2:39 p.m.: Through an east-facing window of the Freedom Tower, my co-worker Gervacio sees a man face-down across the street. Ads for shows and liquor cycle blindly on the giant LED screen attached to the American Airlines Arena. We are seven floors above him, four lanes of city traffic away, watching from our air-conditioned office, while people pass by. He’s not moving; we’re concerned he might be dead. No one stops.

Nothing is as hot as lying face down on the pavement at 2:39 p.m. on the 1st of September in Miami.

Something is wrong.  

Gervacio, our student assistant Yoshi, and I, grab water and cellphones, and head down and across. He’s alive, but his breathing is shallow, his eyes are wide open, glazed, and unfocused.
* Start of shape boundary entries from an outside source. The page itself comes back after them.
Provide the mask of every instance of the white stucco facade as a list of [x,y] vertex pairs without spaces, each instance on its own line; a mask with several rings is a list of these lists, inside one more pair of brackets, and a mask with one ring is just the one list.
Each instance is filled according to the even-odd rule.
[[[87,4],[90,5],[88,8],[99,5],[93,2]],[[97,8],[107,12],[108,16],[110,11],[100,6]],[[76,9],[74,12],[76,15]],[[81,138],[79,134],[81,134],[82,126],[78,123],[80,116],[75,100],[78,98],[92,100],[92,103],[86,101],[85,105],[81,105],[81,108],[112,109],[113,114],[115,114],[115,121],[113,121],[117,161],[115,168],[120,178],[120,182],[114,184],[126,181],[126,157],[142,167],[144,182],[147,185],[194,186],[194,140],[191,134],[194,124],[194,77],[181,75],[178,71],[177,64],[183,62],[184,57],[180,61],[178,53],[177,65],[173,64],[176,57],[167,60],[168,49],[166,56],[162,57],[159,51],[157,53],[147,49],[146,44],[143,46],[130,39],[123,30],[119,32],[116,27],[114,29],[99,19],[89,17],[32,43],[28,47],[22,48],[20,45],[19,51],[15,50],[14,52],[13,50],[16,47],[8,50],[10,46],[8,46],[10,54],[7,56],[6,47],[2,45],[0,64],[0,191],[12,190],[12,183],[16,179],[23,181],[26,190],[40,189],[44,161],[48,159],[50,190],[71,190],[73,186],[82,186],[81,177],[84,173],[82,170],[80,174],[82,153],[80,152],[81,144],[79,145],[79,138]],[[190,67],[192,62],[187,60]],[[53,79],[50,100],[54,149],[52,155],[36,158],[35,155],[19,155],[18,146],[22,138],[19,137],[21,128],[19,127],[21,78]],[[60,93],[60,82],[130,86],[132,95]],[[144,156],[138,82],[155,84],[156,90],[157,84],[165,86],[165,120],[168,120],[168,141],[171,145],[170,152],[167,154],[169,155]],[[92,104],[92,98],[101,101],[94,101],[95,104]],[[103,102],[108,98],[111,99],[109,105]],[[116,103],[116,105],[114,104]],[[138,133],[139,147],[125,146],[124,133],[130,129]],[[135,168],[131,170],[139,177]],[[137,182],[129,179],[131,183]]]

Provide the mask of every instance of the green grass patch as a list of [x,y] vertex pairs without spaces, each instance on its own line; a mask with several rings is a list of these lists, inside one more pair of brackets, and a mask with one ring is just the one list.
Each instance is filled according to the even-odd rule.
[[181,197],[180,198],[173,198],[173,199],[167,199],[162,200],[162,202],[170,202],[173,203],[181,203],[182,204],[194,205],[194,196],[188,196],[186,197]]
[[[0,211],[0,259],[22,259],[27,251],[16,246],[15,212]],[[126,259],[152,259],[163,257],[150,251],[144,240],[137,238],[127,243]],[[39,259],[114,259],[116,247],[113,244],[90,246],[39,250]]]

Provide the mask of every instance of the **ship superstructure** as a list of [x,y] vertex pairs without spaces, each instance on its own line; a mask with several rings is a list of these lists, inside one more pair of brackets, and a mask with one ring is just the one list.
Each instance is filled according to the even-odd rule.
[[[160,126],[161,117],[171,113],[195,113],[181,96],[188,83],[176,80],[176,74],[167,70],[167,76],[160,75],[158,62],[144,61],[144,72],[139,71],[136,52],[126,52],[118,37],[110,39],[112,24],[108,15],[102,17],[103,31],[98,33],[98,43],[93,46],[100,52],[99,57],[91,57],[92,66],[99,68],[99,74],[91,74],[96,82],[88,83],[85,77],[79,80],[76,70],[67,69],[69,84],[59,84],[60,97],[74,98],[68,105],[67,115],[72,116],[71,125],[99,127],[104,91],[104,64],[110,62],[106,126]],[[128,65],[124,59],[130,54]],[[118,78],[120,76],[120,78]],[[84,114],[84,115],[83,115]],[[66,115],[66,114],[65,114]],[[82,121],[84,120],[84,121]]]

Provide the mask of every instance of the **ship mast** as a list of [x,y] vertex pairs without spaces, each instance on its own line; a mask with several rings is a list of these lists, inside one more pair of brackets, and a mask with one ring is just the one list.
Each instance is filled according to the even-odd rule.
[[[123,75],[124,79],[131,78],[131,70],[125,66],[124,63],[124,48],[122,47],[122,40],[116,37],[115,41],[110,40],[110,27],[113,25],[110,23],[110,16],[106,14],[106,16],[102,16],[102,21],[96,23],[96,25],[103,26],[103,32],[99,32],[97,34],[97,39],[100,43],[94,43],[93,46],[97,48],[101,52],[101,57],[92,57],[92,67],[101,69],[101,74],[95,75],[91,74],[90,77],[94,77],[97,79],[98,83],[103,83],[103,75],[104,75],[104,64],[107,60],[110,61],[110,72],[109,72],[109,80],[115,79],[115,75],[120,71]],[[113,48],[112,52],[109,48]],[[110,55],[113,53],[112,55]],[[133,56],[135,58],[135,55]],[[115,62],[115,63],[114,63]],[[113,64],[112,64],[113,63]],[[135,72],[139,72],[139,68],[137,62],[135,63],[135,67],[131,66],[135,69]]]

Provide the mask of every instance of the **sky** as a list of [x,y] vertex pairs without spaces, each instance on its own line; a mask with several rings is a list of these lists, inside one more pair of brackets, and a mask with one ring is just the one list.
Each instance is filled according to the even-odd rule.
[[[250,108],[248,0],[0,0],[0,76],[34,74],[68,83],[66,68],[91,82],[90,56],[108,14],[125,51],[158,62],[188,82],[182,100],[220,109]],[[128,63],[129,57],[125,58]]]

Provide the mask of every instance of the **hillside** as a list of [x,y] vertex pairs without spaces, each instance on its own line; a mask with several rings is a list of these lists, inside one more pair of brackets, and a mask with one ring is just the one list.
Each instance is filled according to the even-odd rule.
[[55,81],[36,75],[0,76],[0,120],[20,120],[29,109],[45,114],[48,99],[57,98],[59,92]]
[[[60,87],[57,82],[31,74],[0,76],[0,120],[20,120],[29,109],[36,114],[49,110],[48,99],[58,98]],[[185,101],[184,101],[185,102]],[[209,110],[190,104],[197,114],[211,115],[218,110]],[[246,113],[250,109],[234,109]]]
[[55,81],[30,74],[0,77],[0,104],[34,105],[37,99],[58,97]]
He’s unresponsive to four different languages.

As I write this, hours later, the air is cooled by thunderheads and the setting sun. While the three of us stood over the man, it felt as though we’d been trapped in a broiling oven along with a pot of evaporating water.

We called 911.

Before I moved to Miami, I worked with people with seizure disorders. I have a visceral reaction when I’m close to people in seizures. This man was having an absence seizure, which doesn’t manifest with convulsion. He didn’t need to be repositioned. His airway was clear. I’ve seen people in convulsive seizures, and feel the same distance, an electric aura, something kinetic thrown from the body, the outwardly spiraling moan of a brain with circuitry gone haywire.

It took us about four minutes to get from the 7th floor to where the man lay prone on the sidewalk and in that time, no one assisted him. Once we began to examine him closely, he became an item of interest, and a small crowd gathered. Someone looked at the man’s watch to check the brand to determine if he had financial status. I’m not sure why, but my thoughts wandered to what Lorca wrote about the death of a matador, something about arsenic bells and smoke. In that instant, I felt a great loss.

After a few minutes, an ambulance arrived. The man was coming out of his haze. One of the paramedics pulled a bottle of medication from the man’s pocket before they lifted him to the gurney, and said he’d be better in no time.

This reminds me how dangerous it is to be shepherded through the corral of our “urgent” agendas. How much is rendered invisible under the cool shade of our haste? Unless someone steps forward to look closely, it becomes just a paseo as always — nothing to see there — nothing lying fragile and frozen on the sidewalk. In the godawful heat of September 1 at 2:39 p.m. in Miami, it can feel bone-chillingly frigid.

When I asked Gervacio what drew him to the window, he said he liked to look at the ocean. He’d like to sail to the Bahamas in the spring.

It’s such a beautiful view from above. Sometimes, when the office is empty, and I need to clear my head to write, I go to the window and look out over the cruise ships to the white buildings on Miami Beach across the bay, and simply breathe for a minute.

I am thankful I work with such a sharp-eyed man as Gervacio, who can see past the glamourous view of Miami, and notice one drop, spilled from an ocean, in danger of evaporating in the afternoon heat.